Andy Carvin, NPR’s senior strategist for social media, has an in-depth Twitter timeline of the uptick in violence that includes citizen journalists’ and foreign correspondents’ tweets. He joined us by phone from Istanbul to discuss how he differentiates reality from fabrication on Twitter and what impact social media has had on sensitive circumstances as this.

When you’re following events like this on Twitter and social media, how do you deem someone a reputable source?

A lot of the people that I’ve been re-tweeting are people I’ve been following for a year or eighteen months. I’ve built up a number of Twitter lists related to the Arab world. Some of those people I’m following in Gaza and the Middle East in general are just people I’ve vetted over time.

In Israel’s case, I have a somewhat smaller collection of people I’ve been following that are in relevant parts of Israel where the rockets have been hitting. I’ve been using proximity searches on Twitter to identify sources there.

When you do a proximity search on Twitter, it identifies geo-located tweets from a certain region. I’m using those tweets depending on what they include. For example if they include a photo, I do a Google image search first to make sure the photo hasn’t been rehashed from somewhere else.

And in other cases I try to find people who are in conversations with other people nearby.
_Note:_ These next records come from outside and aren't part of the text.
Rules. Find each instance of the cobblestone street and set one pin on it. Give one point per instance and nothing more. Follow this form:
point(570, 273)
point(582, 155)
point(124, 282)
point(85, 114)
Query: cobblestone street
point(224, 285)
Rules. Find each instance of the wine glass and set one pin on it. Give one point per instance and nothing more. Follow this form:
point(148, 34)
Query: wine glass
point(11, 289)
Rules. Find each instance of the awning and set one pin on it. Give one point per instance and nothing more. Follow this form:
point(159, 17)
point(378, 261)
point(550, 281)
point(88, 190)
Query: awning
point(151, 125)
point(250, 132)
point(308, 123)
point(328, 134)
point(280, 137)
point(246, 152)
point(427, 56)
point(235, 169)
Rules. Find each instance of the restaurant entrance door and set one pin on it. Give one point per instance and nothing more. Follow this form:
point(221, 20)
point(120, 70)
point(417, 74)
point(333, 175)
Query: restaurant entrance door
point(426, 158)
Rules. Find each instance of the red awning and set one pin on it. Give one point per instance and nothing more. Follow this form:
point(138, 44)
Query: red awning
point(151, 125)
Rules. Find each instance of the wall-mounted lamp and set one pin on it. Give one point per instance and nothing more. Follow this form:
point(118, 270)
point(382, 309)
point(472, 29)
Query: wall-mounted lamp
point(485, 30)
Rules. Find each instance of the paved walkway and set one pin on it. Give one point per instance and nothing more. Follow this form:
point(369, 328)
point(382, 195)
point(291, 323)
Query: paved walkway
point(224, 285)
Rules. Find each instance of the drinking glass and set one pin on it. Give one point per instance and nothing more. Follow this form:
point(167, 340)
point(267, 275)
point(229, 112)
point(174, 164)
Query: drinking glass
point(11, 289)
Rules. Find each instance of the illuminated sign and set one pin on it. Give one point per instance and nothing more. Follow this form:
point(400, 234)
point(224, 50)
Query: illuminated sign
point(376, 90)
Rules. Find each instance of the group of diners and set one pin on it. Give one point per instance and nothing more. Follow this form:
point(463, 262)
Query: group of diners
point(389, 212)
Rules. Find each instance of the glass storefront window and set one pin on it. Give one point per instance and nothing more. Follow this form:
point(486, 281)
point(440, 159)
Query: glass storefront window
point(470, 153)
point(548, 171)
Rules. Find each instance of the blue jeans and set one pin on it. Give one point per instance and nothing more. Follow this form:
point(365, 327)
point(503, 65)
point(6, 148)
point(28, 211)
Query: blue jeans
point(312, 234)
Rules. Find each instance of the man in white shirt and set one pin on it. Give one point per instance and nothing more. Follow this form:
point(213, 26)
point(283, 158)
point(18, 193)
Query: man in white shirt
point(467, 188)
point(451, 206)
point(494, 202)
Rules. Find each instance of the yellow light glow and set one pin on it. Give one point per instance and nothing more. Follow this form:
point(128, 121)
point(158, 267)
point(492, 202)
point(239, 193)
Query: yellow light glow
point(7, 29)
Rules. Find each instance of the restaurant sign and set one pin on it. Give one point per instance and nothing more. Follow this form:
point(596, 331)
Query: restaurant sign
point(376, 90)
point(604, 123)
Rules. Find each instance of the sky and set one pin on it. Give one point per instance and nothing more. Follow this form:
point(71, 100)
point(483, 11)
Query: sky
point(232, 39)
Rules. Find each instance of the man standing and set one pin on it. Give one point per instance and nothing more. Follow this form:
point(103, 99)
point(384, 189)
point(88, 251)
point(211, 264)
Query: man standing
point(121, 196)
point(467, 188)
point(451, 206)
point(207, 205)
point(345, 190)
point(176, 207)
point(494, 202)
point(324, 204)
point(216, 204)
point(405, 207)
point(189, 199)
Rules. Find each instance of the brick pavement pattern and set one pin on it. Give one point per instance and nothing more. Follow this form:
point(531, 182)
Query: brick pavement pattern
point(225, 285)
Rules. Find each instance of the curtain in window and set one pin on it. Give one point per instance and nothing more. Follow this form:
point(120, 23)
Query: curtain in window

A conversation in midstream generally tends to raise chances of authenticity for a tweet.

How can you be sure that a photo hasn’t been altered?

It’s often pretty obvious when someone has done Photoshop since most people aren’t very good at it. Google Image search or TinEye, will show if the photo has been recycled from somewhere previously. Just a few hours ago, I saw a tweet from Israel claiming they had found a piece of a rocket in their yard. Well, I found that photo on a website from 2009. So, that certainly raises some serious doubts about that person’s credibility.

The Israel Defense Forces have been extremely active on Twitter. How has their social media presence affected this situation?

It’s been fascinating because I’m not aware of any other circumstance where a military heat has used Twitter for its own promotional and propaganda purposes during the time of an actual military engagement. It’s been fascinating seeing what they’re choosing to tweet because it seems to be a combination of just passing along what they claim are facts.

In other cases, they seem to be chest thumping. When they posted a photo of the Hamas leader they assassinated yesterday, it was basically done as a “most wanted” sign crossed out.

They’ve had other images they’ve posted that clearly are intended to tap into the population’s feelings against Hamas and Gaza in general. I don’t think they’re even acknowledging that the other side exists. There’s a brigade that the Hamas leader was in charge of. They have a Twitter account that they’ve tweeted several times in response to the IDF account, but I think the IDF folks are making a choice to basically ignore it. They’re tying to control the conversation rather than letting the conversation control them.

There’s no sign of them slowing down [on Twitter] since they’ve been tweeting non-stop for the last day or so. I’m still trying to figure out exactly what they hope to be accomplish because like I said, it seems like a mix of information that you might receive at a press conference and then other pieces of photo and video that seem to be bragging and mocking Hamas. So it’s a bit of psychological warfare.